24 February 2011

Booking Through Thursday: Something Old, Something New

All other things being equal – do you prefer used books? Or new books? (The physical specimen, that is, not the title.) Does your preference differentiate between a standard kind of used book, and a pristine, leather-bound copy?

If it has the requisite number of pages, isn’t falling apart, and doesn’t have an unbearably hideous cover, I’ll read it.

Okay, I’ll admit pristine new books are nice. There’s a certain thrill in holding a beautiful new volume and knowing that it’s only mine, that no-one else has owned it before me. But I also like holding a second-hand book and searching for traces of previous owners and wondering how it came to be in need of a home.

Aesthetically, I love second-hand books for the variety they bring to my bookshelves. Row upon row of matching new volumes would look boring; a mix of different vintages is charmingly eclectic.

Also, the need to give a homeless book is a really good excuse to buy it...

21 February 2011

The Sound of One Girl Napping

Ouch. Bad pun. (And I haven’t even read the book.)

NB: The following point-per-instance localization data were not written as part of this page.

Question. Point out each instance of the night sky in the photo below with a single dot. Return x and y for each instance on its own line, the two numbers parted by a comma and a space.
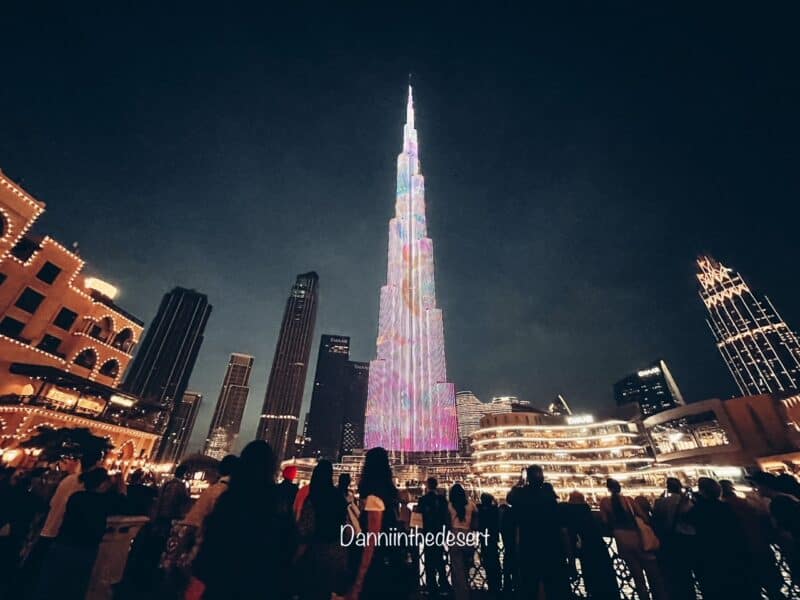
576, 162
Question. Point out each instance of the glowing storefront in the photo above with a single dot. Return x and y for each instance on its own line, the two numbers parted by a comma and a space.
576, 453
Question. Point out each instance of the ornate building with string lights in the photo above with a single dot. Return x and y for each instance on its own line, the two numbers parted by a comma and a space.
64, 342
760, 350
410, 404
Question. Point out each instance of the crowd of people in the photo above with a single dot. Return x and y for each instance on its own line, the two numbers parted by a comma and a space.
248, 536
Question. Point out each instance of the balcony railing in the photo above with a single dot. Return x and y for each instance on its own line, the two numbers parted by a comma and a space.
478, 579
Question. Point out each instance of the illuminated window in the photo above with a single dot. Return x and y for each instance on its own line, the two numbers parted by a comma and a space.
29, 300
49, 344
48, 272
86, 359
65, 319
110, 368
11, 327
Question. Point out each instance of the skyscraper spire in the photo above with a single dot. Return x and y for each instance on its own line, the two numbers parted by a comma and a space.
410, 107
761, 352
410, 404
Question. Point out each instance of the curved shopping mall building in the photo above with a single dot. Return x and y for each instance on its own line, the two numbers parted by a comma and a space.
576, 453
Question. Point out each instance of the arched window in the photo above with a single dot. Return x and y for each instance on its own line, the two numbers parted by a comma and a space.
103, 329
87, 358
110, 368
124, 339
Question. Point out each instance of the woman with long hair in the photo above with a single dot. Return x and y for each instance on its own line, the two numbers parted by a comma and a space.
249, 537
381, 565
323, 560
620, 513
463, 515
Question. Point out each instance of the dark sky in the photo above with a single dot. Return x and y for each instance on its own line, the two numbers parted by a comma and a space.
576, 162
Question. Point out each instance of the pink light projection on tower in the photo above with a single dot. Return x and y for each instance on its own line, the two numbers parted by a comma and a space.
410, 404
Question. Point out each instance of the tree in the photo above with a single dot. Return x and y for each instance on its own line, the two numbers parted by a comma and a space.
66, 442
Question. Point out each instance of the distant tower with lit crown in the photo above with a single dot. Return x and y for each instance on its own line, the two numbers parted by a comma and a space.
761, 352
410, 404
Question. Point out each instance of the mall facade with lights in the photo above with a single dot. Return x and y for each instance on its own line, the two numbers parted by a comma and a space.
577, 452
64, 343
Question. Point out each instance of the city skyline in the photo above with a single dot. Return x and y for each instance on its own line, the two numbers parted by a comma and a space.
580, 219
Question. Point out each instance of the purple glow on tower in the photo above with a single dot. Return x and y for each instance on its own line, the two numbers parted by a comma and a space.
410, 404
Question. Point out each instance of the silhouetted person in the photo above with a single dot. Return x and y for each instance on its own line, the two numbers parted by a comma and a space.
619, 512
542, 556
287, 488
757, 530
250, 536
140, 496
323, 560
489, 523
463, 519
585, 534
784, 508
433, 507
724, 569
381, 572
508, 533
677, 555
70, 560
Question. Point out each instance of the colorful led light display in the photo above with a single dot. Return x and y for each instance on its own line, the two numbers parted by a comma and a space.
410, 404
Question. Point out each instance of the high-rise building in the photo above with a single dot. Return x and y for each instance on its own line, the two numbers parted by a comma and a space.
327, 397
470, 410
355, 406
338, 401
159, 374
653, 389
184, 414
761, 352
227, 419
410, 406
278, 422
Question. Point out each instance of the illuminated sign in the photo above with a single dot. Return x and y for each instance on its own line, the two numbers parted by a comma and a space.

Yes, it’s been awfully quiet around here lately. That’s because I’ve been feeling fairly awful. I’ve been plagued for weeks by some post-viral thing which has so far eluded explanation. I’ve already reduced two doctors to thinking it might be psychosomatic, and hope that when I see a specialist next week I don’t make it a hat trick.

So currently I’m not doing much of anything, aside from reading a simply enormous volume of Trollope which I hope will keep me reading long enough to make some slow headway through my review backlog before adding to it. (And making my cringe-inducing way through my first reading of last year’s NaNoWriMo first draft ... I am determined that this year I will edit it, but it’s a truly daunting prospect.)

I’ll post when I post.

08 February 2011

Teaser Tuesdays

Teaser Tuesdays TEASER TUESDAYS asks you to:

  • Grab your current read.
  • Let the book fall open to a random page.
  • Share with us two (2) “teaser” sentences from that page, somewhere between lines 7 and 12.
  • You also need to share the title of the book that you’re getting your “teaser” from - that way people can have some great book recommendations if they like the teaser you’ve given!

Two teasers this week! The first is from non-fiction, the second from fiction. It’s been a while since I’ve juggled two books ... but I have a still-unidentified illness and need the distraction.

And the teasers are...

The trouble was that Marie-Thérèse was dull. Uninterested in the arts, she formed a little Spanish-speaking Castilian world of her own, with her pet dogs and her equally pet dwarves, the traditional companions of a Spanish infanta as seen in Velásquez's portraits.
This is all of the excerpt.